Bug #50675
closed[pwl ssd] cache larger than 4G will corrupt itself
0%
Description
Unlike in rwl mode where head and tail pointers are log entry indexes and the number of log entries is limited to a million, in ssd mode head and tail pointers are log entry offsets on media. To accommodate ssd mode, m_first_valid_entry and m_first_free_entry were changed to uint64_t, but GenericLogEntry::log_entry_index remains uint32_t -- and despite its name, it is used to store media offsets in ssd mode. Some local variables in ssd/WriteLog.cc (e.g. initial_first_valid_entry and first_valid_entry in retire_entries()) are also uint32_t, cut and pasted from rwl/WriteLog.cc.
The end result is data corruption, once the log reaches the 4G boundary.
ssd/* and the common bits used by ssd mode need to be audited and new test cases added.
Updated by Ilya Dryomov almost 3 years ago
- Related to Bug #50670: [pwl ssd] head / tail pointer corruption added
Updated by Ilya Dryomov almost 3 years ago
- Status changed from New to In Progress
- Assignee set to Ilya Dryomov
Updated by Kefu Chai almost 3 years ago
- Status changed from In Progress to Fix Under Review
- Pull request ID set to 42046
Updated by Ilya Dryomov almost 3 years ago
- Assignee changed from Ilya Dryomov to CONGMIN YIN
Updated by Ilya Dryomov over 2 years ago
- Has duplicate Bug #52081: rbd persistent SSD cache crash at retire_entries added
Updated by Deepika Upadhyay over 2 years ago
@CONGMIN YIN are the new test cases added for this use case or should we be adding them?
Updated by CONGMIN YIN over 2 years ago
Deepika Upadhyay wrote:
@CONGMIN YIN are the new test cases added for this use case or should we be adding them?

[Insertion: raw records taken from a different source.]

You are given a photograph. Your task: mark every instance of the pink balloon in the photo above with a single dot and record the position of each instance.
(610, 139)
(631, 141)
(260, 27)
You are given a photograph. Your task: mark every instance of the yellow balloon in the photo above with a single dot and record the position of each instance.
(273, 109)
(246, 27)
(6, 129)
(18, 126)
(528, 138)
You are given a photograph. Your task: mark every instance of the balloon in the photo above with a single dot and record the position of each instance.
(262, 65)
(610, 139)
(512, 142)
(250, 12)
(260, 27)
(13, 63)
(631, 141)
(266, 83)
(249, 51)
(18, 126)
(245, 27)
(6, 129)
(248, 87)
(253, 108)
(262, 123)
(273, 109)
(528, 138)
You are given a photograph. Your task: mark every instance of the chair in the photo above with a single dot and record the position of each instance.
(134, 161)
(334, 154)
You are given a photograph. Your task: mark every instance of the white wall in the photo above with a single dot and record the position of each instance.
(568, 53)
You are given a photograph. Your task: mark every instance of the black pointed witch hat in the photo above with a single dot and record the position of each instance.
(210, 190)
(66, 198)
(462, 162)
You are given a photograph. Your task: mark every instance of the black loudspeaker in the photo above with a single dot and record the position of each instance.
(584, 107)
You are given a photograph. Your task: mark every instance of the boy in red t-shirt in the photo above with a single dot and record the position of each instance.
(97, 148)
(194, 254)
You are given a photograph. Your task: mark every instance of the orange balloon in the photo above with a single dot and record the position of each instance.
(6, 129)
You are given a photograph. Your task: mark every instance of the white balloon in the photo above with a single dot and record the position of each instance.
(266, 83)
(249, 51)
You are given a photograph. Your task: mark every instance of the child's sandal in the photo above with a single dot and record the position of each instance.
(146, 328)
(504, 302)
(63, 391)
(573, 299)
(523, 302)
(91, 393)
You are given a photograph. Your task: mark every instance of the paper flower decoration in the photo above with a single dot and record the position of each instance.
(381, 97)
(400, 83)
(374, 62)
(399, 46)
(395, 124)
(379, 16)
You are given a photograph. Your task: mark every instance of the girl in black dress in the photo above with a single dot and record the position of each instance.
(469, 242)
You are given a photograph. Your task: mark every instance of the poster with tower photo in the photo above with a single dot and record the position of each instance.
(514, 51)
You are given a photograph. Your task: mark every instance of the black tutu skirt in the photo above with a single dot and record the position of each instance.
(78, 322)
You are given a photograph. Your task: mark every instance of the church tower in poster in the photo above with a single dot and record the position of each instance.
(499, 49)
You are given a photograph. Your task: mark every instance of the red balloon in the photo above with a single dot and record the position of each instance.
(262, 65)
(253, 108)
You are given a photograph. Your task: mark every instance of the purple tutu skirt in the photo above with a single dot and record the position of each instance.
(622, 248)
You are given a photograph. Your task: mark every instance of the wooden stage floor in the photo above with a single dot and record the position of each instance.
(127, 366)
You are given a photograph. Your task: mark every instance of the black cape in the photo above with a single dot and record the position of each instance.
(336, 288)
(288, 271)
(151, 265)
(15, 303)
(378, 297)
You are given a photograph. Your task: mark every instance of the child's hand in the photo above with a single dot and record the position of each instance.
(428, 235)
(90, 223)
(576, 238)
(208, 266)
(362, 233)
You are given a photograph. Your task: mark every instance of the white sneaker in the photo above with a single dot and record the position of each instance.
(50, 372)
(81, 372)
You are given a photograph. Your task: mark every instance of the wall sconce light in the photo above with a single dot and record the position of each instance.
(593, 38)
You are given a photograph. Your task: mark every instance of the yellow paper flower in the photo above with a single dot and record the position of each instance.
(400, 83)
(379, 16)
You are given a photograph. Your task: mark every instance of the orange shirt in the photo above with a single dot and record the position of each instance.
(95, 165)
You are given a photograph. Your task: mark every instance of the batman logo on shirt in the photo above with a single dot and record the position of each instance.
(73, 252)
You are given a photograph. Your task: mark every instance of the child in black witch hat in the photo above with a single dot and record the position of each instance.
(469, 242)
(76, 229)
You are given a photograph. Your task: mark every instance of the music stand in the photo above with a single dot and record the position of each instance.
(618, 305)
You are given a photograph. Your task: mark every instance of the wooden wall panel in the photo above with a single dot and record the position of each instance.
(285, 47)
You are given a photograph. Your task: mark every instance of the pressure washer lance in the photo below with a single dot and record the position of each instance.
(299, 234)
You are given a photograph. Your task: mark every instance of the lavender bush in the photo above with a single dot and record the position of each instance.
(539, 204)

Sorry, I didn't notice the message. This problem is Ilya found through observation. After modification, it is obvious that writing test cases for these functions are meaningless, because 32 bits have been changed to 64 bits. Can we change the default size from 1GB to a value greater than 4GB in teuthology test case, such as 8GB. So that similar problems may be found in the teuthology test in the future. If you agree, I will add a commit to modify it.
Updated by Deepika Upadhyay over 2 years ago
we can have a different yaml fragment, having 8GB testing maybe, how much size the cache is actually desired?
rbd/persistent-writeback-cache/4-pool/cache-1GB.yaml and
rbd/persistent-writeback-cache/4-pool/cache-8GB.yaml
Updated by CONGMIN YIN over 2 years ago
The effective_pool_size is 70% configured size. So 8GB is enough.
Updated by Deepika Upadhyay over 2 years ago
pacific backport: https://github.com/ceph/ceph/pull/43918
Updated by Deepika Upadhyay over 2 years ago
- Status changed from Fix Under Review to Pending Backport
Updated by Backport Bot over 2 years ago
- Copied to Backport #53264: pacific: [pwl ssd] cache larger than 4G will corrupt itself added
Updated by Ilya Dryomov about 2 years ago
- Status changed from Pending Backport to Resolved
While running with --resolve-parent, the script "backport-create-issue" noticed that all backports of this issue are in status "Resolved" or "Rejected".